Attribution (Clawdemy-authored): Stanford CS231n: Deep Learning for Computer Vision, Fei-Fei Li, Ehsan Adeli, and Justin Johnson, Stanford University (cs231n.stanford.edu). CS231n does not publish a required citation string; this is the attribution Clawdemy uses.

The current term’s lecture recordings are posted on Canvas for enrolled Stanford students. Recordings from previous years are publicly available on YouTube under YouTube’s standard license; Clawdemy links out rather than embedding or rehosting. The course notes (cs231n.github.io) and site are Stanford’s. No Creative Commons license is published for the lectures, so we treat them as link-only references.

  • CS231n convolutional-networks notes. cs231n.github.io/convolutional-networks goes substantially deeper: pooling layers, dilated convolutions, full-volume diagrams of how feature maps stack through a network, and several worked examples beyond the ones cited here.
  • AlexNet paper. Krizhevsky, Sutskever, Hinton, “ImageNet Classification with Deep Convolutional Neural Networks” (NeurIPS 2012); the 11x11x3 first-layer example used in this lesson is from AlexNet’s first conv layer.
  • Introduction to Deep Learning (Track 12, Clawdemy), lessons 4 and 5. “How machines see: convolution” and “From edges to objects” cover the same operation at survey-level intuition; T16 readers who want a gentler first pass before this lesson’s more formal treatment will find it there.
  • Neural Network Intuition (Track 11, Clawdemy), lessons 1-2. The handwritten-digit rasterization used in T11’s diagrams is the same pixel-grid-as-numbers picture that motivates the local-patch structure of convolution.

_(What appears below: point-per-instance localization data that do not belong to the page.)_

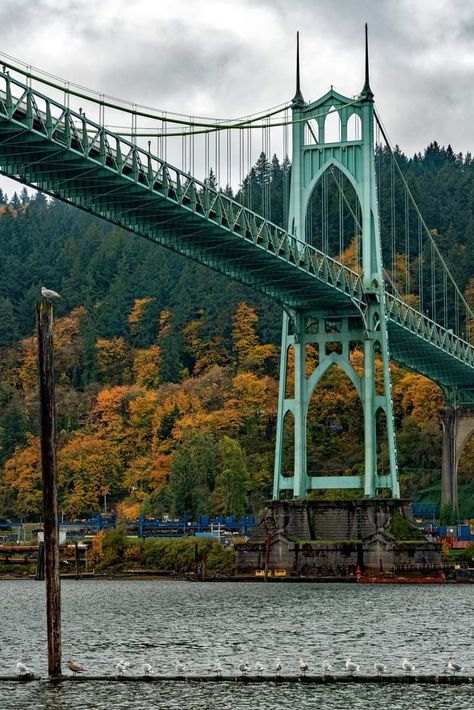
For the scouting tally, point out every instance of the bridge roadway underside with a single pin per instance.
(92, 182)
(91, 185)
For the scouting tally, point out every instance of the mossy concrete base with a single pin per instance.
(334, 538)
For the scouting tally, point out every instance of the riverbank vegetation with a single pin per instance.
(167, 374)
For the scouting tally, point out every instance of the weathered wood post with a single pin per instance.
(44, 323)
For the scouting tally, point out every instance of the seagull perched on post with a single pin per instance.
(218, 667)
(22, 668)
(259, 668)
(122, 666)
(303, 667)
(453, 667)
(48, 293)
(244, 667)
(326, 666)
(76, 667)
(351, 666)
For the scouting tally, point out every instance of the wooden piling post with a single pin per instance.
(76, 559)
(44, 323)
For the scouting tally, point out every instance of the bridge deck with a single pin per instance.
(78, 161)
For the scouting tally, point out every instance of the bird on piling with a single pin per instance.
(259, 668)
(243, 667)
(351, 666)
(453, 667)
(122, 667)
(48, 293)
(76, 667)
(22, 668)
(303, 667)
(326, 666)
(380, 668)
(218, 667)
(179, 667)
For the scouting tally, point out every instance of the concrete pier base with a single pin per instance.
(339, 539)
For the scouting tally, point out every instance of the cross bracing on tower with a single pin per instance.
(375, 268)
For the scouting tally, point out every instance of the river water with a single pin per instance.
(160, 622)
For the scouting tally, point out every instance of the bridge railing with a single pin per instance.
(74, 131)
(422, 326)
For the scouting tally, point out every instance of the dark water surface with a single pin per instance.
(161, 622)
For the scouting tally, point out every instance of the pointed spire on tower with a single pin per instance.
(366, 92)
(298, 99)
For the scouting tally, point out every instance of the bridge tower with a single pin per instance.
(333, 332)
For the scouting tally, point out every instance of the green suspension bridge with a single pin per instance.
(346, 279)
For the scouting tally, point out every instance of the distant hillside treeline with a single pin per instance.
(167, 372)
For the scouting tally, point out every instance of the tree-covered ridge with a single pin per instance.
(167, 373)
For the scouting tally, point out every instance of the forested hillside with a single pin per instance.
(167, 372)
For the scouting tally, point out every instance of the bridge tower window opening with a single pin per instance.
(333, 218)
(354, 127)
(332, 126)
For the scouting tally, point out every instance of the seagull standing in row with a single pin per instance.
(122, 667)
(453, 667)
(22, 668)
(76, 667)
(48, 293)
(351, 666)
(243, 667)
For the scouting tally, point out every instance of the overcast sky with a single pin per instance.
(222, 58)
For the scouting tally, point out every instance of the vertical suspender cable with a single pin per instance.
(420, 266)
(392, 221)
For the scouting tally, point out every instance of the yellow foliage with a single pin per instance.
(22, 474)
(113, 359)
(137, 313)
(146, 367)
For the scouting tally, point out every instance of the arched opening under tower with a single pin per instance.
(383, 456)
(288, 460)
(466, 480)
(333, 218)
(335, 432)
(332, 127)
(354, 128)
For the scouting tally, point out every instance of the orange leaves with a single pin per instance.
(113, 360)
(419, 397)
(146, 367)
(89, 467)
(22, 474)
(135, 318)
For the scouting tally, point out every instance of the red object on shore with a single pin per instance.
(402, 580)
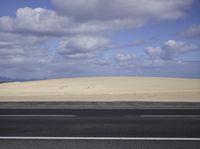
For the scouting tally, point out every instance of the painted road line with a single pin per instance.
(100, 138)
(169, 116)
(37, 115)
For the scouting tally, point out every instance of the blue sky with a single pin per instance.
(64, 38)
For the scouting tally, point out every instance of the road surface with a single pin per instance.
(100, 128)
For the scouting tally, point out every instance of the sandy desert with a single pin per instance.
(105, 89)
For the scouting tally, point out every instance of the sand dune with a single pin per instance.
(103, 89)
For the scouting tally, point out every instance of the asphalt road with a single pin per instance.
(172, 125)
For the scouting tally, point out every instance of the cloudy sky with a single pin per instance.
(77, 38)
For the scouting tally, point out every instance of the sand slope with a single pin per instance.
(104, 89)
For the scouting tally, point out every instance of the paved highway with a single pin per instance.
(100, 128)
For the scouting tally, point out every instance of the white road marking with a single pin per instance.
(24, 115)
(168, 116)
(100, 138)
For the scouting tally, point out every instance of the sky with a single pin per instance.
(46, 39)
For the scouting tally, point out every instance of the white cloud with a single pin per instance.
(121, 57)
(193, 31)
(92, 16)
(120, 9)
(79, 45)
(170, 49)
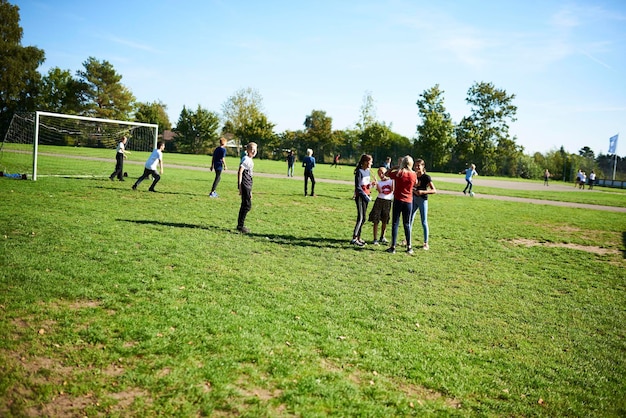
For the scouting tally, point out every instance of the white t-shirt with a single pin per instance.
(385, 189)
(154, 159)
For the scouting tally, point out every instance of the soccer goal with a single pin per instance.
(53, 144)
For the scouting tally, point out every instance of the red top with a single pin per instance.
(405, 180)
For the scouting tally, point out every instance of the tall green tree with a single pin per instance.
(240, 112)
(261, 131)
(106, 96)
(62, 93)
(155, 112)
(479, 134)
(376, 139)
(196, 132)
(19, 78)
(367, 116)
(435, 135)
(318, 130)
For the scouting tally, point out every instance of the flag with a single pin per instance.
(613, 144)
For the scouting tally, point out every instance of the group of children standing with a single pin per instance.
(402, 190)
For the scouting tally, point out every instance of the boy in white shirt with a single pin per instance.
(382, 205)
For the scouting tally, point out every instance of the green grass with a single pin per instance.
(122, 303)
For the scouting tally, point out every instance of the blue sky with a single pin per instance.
(565, 61)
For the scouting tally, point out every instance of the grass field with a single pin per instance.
(122, 303)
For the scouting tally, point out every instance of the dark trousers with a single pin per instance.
(309, 175)
(119, 167)
(361, 212)
(146, 173)
(218, 176)
(468, 186)
(246, 204)
(404, 209)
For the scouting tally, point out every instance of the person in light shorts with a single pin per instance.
(381, 212)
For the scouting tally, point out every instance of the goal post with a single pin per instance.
(43, 143)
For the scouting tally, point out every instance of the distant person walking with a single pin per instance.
(592, 179)
(546, 177)
(155, 159)
(218, 163)
(469, 172)
(120, 154)
(291, 159)
(244, 184)
(308, 163)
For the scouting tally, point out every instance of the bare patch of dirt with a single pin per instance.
(417, 392)
(587, 248)
(63, 406)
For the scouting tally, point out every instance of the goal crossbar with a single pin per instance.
(38, 114)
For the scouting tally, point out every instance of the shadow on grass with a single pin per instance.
(273, 238)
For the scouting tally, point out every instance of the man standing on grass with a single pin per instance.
(469, 174)
(218, 164)
(120, 154)
(156, 158)
(308, 163)
(244, 184)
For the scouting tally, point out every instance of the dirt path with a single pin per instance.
(478, 182)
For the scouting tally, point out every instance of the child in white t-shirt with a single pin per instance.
(382, 205)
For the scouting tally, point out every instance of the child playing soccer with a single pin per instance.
(155, 159)
(382, 205)
(244, 183)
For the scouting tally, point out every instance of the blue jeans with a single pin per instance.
(422, 205)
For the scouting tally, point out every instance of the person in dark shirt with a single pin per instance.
(308, 163)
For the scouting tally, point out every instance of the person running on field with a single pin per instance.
(218, 163)
(155, 159)
(469, 174)
(308, 163)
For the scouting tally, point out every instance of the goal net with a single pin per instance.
(53, 144)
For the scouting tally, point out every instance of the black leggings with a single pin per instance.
(309, 175)
(361, 212)
(218, 175)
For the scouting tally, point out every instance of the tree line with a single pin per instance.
(96, 90)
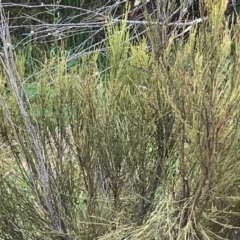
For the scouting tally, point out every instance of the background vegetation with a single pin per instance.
(128, 131)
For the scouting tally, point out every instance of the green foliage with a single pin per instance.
(148, 149)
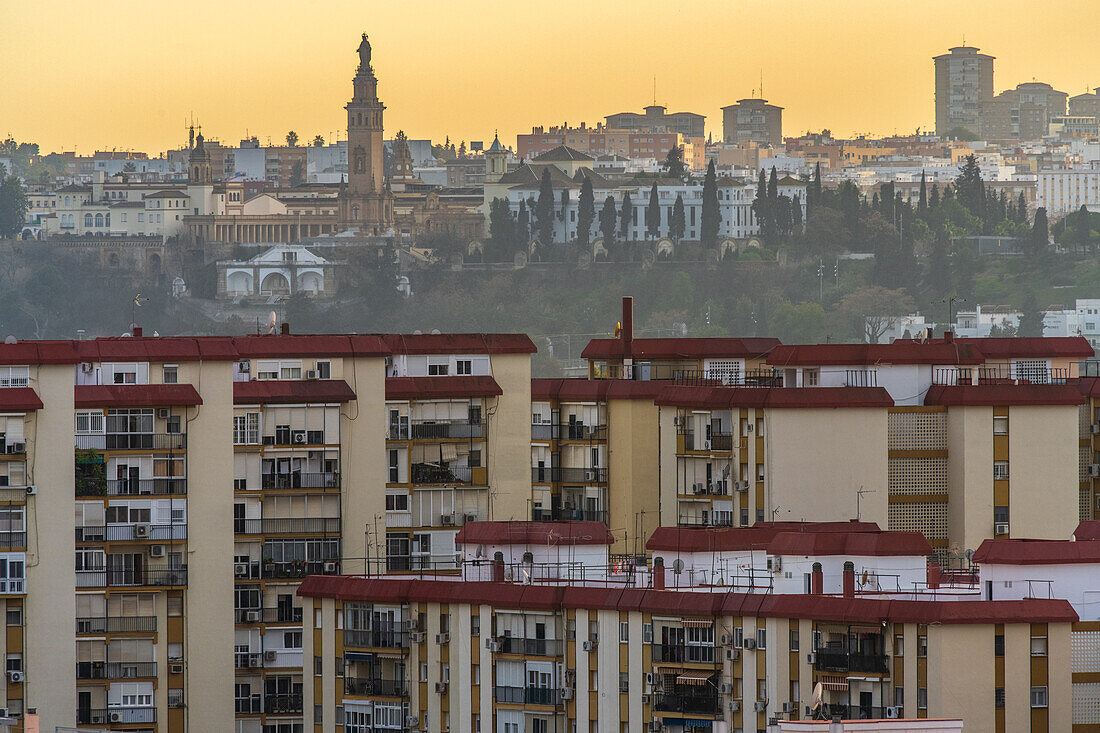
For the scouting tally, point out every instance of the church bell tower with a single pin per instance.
(367, 201)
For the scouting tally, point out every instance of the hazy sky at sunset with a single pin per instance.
(128, 74)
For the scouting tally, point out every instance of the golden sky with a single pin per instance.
(128, 74)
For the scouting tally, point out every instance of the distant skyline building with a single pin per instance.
(657, 119)
(752, 120)
(964, 83)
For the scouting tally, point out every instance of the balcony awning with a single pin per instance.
(692, 678)
(697, 623)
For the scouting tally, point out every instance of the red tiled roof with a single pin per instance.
(717, 397)
(1037, 551)
(441, 387)
(274, 392)
(695, 603)
(1002, 394)
(459, 343)
(534, 533)
(1087, 529)
(593, 390)
(705, 348)
(136, 395)
(285, 345)
(714, 539)
(881, 544)
(898, 352)
(19, 400)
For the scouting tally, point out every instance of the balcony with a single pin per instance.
(114, 669)
(287, 526)
(446, 430)
(276, 704)
(531, 647)
(105, 715)
(114, 624)
(842, 662)
(132, 441)
(292, 615)
(125, 533)
(381, 687)
(279, 481)
(559, 474)
(565, 514)
(705, 703)
(683, 653)
(376, 639)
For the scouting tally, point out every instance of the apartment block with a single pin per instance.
(545, 631)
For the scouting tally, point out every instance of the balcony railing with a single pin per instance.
(114, 624)
(282, 703)
(534, 647)
(836, 660)
(380, 639)
(322, 480)
(292, 615)
(683, 653)
(564, 514)
(122, 533)
(699, 704)
(106, 715)
(114, 669)
(446, 430)
(130, 578)
(559, 474)
(132, 441)
(287, 526)
(391, 688)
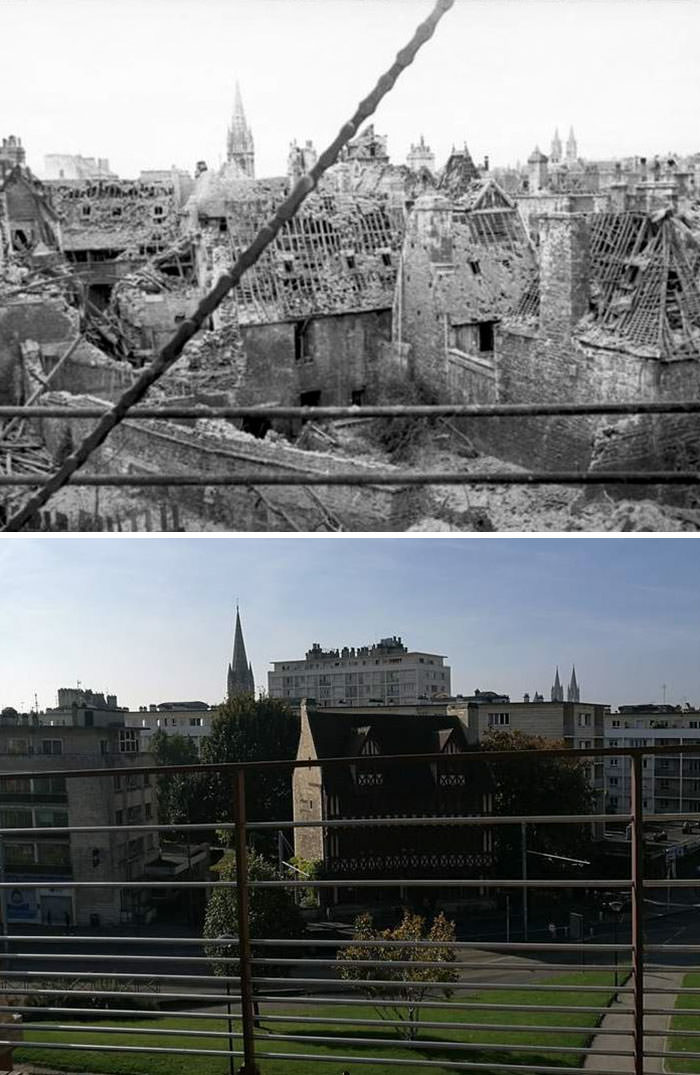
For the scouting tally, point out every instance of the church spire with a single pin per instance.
(240, 678)
(240, 147)
(573, 692)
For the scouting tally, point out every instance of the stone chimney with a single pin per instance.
(565, 272)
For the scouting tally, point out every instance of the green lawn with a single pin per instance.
(506, 1041)
(685, 1022)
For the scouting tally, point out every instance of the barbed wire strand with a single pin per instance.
(380, 478)
(265, 237)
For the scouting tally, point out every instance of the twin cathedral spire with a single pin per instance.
(573, 690)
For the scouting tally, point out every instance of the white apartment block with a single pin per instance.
(380, 674)
(668, 786)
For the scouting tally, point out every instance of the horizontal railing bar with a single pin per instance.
(142, 993)
(320, 1001)
(323, 942)
(381, 478)
(341, 1001)
(302, 961)
(467, 757)
(441, 883)
(379, 411)
(109, 1013)
(673, 947)
(490, 945)
(668, 1055)
(336, 883)
(469, 986)
(122, 1048)
(423, 964)
(159, 1032)
(526, 1028)
(117, 976)
(369, 822)
(389, 821)
(414, 1062)
(162, 1032)
(450, 1046)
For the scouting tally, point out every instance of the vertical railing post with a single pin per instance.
(524, 871)
(242, 893)
(637, 832)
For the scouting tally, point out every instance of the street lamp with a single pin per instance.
(616, 907)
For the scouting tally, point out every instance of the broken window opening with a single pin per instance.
(302, 343)
(486, 335)
(256, 427)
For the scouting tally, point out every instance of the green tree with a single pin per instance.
(272, 915)
(183, 798)
(536, 786)
(254, 729)
(410, 983)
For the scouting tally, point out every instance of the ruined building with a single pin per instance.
(465, 264)
(62, 166)
(240, 679)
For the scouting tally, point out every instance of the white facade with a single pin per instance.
(193, 724)
(668, 787)
(384, 673)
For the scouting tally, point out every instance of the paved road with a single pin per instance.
(619, 1018)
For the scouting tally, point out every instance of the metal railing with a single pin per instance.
(287, 999)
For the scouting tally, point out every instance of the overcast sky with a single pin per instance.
(150, 83)
(152, 619)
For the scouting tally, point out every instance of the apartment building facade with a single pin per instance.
(381, 674)
(50, 861)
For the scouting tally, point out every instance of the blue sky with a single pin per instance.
(152, 619)
(150, 83)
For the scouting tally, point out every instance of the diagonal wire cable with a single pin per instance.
(229, 280)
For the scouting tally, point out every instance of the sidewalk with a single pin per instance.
(619, 1017)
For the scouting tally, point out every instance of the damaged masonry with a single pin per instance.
(571, 282)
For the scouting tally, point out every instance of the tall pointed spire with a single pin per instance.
(240, 147)
(240, 672)
(573, 692)
(557, 689)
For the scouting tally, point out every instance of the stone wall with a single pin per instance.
(308, 796)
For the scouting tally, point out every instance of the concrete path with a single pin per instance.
(619, 1018)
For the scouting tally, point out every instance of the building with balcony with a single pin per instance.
(384, 673)
(371, 789)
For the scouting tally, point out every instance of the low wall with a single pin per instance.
(154, 447)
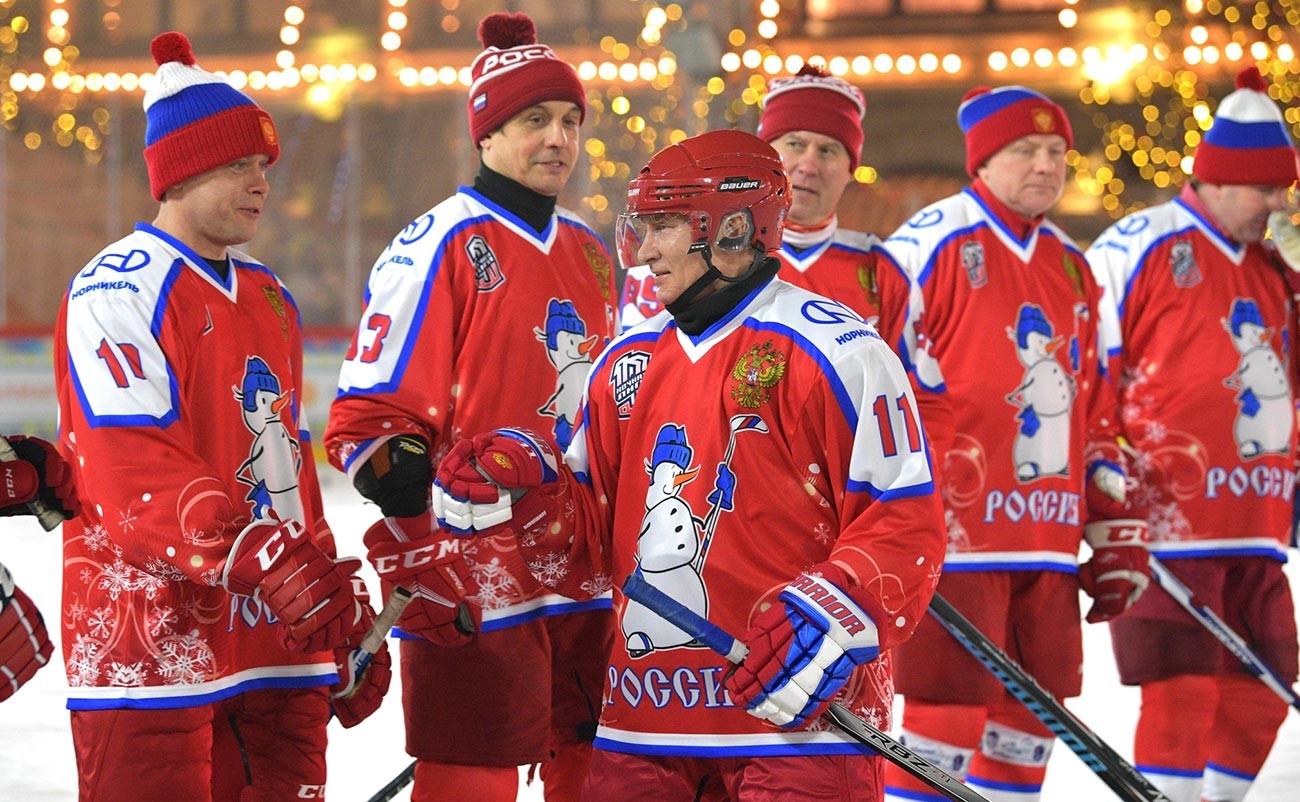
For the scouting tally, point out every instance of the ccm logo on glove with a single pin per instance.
(420, 555)
(830, 602)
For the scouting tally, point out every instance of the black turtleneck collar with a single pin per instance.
(531, 207)
(694, 317)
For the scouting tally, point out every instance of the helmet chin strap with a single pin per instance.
(711, 273)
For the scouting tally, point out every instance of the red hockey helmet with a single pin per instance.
(729, 183)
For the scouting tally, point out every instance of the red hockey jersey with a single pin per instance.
(1196, 328)
(181, 410)
(798, 445)
(1006, 332)
(476, 321)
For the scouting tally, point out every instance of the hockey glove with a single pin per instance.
(427, 560)
(488, 480)
(398, 476)
(310, 593)
(802, 650)
(39, 472)
(24, 642)
(363, 679)
(1117, 573)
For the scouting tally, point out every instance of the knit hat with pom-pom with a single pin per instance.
(514, 73)
(195, 121)
(1248, 142)
(817, 102)
(995, 118)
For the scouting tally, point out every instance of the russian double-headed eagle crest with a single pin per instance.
(755, 375)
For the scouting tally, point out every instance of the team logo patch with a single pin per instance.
(488, 274)
(867, 281)
(739, 185)
(973, 261)
(755, 375)
(277, 306)
(1182, 261)
(625, 380)
(599, 261)
(1043, 121)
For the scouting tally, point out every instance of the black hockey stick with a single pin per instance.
(1220, 629)
(395, 784)
(711, 636)
(1096, 754)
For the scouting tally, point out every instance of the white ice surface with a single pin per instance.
(37, 758)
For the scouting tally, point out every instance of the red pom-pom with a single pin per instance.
(503, 30)
(169, 47)
(1249, 78)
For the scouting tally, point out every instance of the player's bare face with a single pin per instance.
(1242, 211)
(219, 208)
(819, 170)
(536, 147)
(664, 246)
(1028, 173)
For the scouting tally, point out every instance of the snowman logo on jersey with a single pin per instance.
(1043, 399)
(571, 351)
(274, 458)
(1264, 413)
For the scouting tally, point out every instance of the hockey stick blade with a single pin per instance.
(395, 785)
(715, 638)
(1226, 636)
(48, 517)
(1096, 754)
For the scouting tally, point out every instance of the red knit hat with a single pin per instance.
(995, 118)
(514, 73)
(817, 102)
(195, 121)
(1248, 142)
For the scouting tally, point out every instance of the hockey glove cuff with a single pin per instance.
(1118, 572)
(804, 649)
(24, 642)
(40, 472)
(310, 593)
(429, 563)
(480, 480)
(398, 476)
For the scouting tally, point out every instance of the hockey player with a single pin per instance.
(485, 311)
(1008, 332)
(1214, 438)
(38, 472)
(794, 481)
(814, 121)
(203, 608)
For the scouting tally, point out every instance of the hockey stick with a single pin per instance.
(395, 784)
(711, 636)
(1096, 754)
(1220, 629)
(48, 517)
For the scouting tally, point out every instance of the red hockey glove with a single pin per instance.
(802, 650)
(310, 593)
(484, 481)
(39, 472)
(363, 677)
(24, 642)
(1117, 573)
(412, 553)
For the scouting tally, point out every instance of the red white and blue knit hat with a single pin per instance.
(1248, 142)
(514, 73)
(195, 121)
(995, 118)
(813, 100)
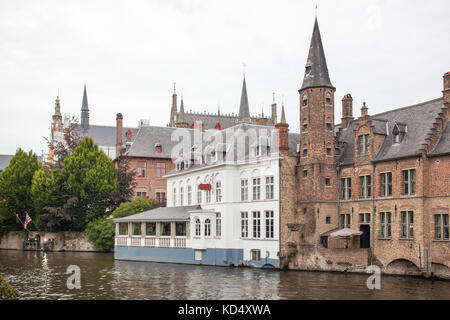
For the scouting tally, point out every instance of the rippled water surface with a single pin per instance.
(39, 275)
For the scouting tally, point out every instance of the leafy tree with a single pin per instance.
(125, 180)
(100, 233)
(71, 139)
(15, 188)
(89, 176)
(138, 205)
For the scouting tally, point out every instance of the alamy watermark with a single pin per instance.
(74, 280)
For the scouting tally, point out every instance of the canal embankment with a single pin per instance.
(64, 240)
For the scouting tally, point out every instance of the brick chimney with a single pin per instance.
(446, 93)
(347, 110)
(119, 133)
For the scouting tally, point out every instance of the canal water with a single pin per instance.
(38, 275)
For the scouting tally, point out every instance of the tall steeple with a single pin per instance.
(181, 119)
(244, 113)
(85, 111)
(316, 71)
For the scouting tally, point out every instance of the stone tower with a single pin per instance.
(85, 111)
(317, 150)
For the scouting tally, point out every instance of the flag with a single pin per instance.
(27, 221)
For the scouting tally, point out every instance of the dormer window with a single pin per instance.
(398, 133)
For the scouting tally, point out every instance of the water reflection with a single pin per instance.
(40, 275)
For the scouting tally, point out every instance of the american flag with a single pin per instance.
(27, 221)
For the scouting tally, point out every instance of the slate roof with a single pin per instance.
(4, 160)
(228, 140)
(316, 73)
(106, 135)
(144, 145)
(416, 121)
(442, 146)
(162, 214)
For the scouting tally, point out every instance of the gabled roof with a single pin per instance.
(442, 146)
(105, 136)
(418, 119)
(144, 145)
(316, 73)
(162, 214)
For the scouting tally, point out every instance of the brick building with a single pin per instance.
(383, 178)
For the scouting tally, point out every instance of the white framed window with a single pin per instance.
(208, 196)
(218, 191)
(407, 224)
(346, 184)
(441, 226)
(256, 188)
(244, 190)
(244, 224)
(409, 182)
(218, 224)
(189, 195)
(199, 195)
(385, 224)
(270, 188)
(207, 228)
(198, 228)
(269, 225)
(256, 223)
(181, 196)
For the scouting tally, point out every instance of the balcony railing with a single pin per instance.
(151, 242)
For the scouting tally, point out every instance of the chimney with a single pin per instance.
(347, 110)
(364, 110)
(446, 92)
(274, 111)
(283, 134)
(119, 132)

Clawdemy follows CS231n’s pedagogical ordering (motivate against FC for images, define convolution, name the three hyperparameters, give the output formula, then weight sharing and parameter counts). The verbatim CS231n numbers carried in this lesson are: the 200x200x3 FC neuron at 120,000 weights; the 7x7 input / 3x3 filter / stride 1 / pad 0 -> 5x5 output (and stride 2 -> 3x3) examples; the AlexNet first layer at 96 filters of 11x11x3 = 34,848 weights + 96 biases = 34,944 parameters; the parameter-sharing rationale quote (“if one feature is useful at (x,y), it should be useful at (x’,y’)”). The 5x5 vertical-edge worked example in the body and the 5x5 horizontal-edge example, output-size practice, and parameter-comparison exercise in practice are Clawdemy-authored against the CS231n framing. We do not reproduce CS231n’s slides, figures, or problem sets. Full attribution policy: see Doc/attribution-policy.md.